What would you do if you were thirty-seven,
good-looking, and single with no family ties and a bad girl rep that you can’t
live down? That’s exactly the situation Elle McLarin finds herself in as my new
novel, A Girl Like That (112,000
words) opens. Mean girl Elle
McLarin desperately needs to reinvent herself. Growing up with her grandparents
in their small North Carolina mountain community after her teenage mother, who
named her for a fashion magazine, ditched the idea of motherhood and
disappeared, Elle found her upbringing to be tougher than most. Add to that a
near-tragic mistake—drugging high school hunk Kyle Davis at a party, which
landed her in prison for a year—and Elle has long since paid her debt to
society.
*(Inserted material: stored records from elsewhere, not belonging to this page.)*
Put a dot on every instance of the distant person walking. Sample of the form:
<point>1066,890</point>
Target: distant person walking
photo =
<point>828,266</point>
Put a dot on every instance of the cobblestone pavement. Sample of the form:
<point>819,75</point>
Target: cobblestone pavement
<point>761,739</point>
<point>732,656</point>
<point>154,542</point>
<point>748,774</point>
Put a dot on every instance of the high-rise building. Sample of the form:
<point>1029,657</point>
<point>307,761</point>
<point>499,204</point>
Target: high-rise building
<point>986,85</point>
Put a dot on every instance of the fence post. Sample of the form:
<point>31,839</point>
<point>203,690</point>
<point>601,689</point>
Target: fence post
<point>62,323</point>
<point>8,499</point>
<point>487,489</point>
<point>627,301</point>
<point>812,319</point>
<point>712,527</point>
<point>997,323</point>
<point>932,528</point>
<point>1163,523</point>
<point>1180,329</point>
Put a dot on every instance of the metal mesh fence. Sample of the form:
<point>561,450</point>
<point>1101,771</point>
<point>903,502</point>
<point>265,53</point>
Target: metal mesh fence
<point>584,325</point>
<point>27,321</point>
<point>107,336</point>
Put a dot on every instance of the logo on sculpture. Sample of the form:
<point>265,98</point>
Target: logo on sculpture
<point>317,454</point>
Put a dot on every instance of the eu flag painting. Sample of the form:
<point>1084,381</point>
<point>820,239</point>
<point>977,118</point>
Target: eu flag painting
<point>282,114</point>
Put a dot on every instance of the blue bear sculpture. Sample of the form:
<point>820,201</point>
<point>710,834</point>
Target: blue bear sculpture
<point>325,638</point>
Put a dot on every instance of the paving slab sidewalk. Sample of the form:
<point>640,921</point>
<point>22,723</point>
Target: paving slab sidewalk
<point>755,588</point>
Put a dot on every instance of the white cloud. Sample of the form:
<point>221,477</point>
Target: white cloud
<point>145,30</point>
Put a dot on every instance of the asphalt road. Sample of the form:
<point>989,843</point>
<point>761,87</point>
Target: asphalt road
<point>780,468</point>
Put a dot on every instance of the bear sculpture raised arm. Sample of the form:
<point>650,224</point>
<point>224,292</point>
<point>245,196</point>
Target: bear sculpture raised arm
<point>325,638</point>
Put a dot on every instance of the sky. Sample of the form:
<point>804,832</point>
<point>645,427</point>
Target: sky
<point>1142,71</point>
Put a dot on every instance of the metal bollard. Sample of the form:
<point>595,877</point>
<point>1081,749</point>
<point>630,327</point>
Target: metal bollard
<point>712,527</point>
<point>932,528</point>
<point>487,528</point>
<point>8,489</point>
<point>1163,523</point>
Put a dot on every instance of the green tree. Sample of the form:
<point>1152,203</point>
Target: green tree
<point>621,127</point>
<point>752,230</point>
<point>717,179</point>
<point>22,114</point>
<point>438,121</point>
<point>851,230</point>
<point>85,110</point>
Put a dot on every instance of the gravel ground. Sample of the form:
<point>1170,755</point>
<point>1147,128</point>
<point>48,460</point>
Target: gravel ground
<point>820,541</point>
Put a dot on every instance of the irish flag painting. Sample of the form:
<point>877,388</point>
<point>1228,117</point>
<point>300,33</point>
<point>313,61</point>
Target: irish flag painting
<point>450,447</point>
Nineteen years after being dubbed Badass Barbie in high school, and
with her grandparents now passed away and her illegitimate son joining the
Army, Elle is ready to pull up her bootstraps—and her roots—and go where no one
will know her, or what she did.
In coastal Wilmington,
Elle opens a bakery called Bake My Day with the proceeds from selling her
grandmother’s cabin. Bent on turning her life around, she is constantly driven
by her comical Good Elle/Bad Elle inner dialogue. But Elle’s budding
relationships with a handful of eclectic and unlikely new friends help her to
move outside of her head to grow the possibilities that surround her if she can
prune away her transgressions. Nate, an unexpected white-hot neighbor and
fishing show producer appears with just the kind of naughty smile Elle likes,
reminding her too vividly of the past she’s left behind. Then, right when her
new life begins to take root, and love could be a tenuous possibility for Elle,
a remarkable event brings Elle into the limelight, causing a jealous bystander
to uncover her sordid past, threatening to expose her and drag her under once
more. But has this woman met her match? Sometimes, in situations like this, Bad
Elle is needed and it’s a good thing she hasn’t gone far!
Told in the
first person, readers will get to hear Elle’s side of the story that began in
the pages of my first novel, The One.
Elle makes cameo appearances in the next two books of the series, though A Girl Like That is a stand-alone novel.
If you are meeting Elle for the first time, you may hate her initially, and
possibly grow to love her, but it is quite likely that you will not forget her!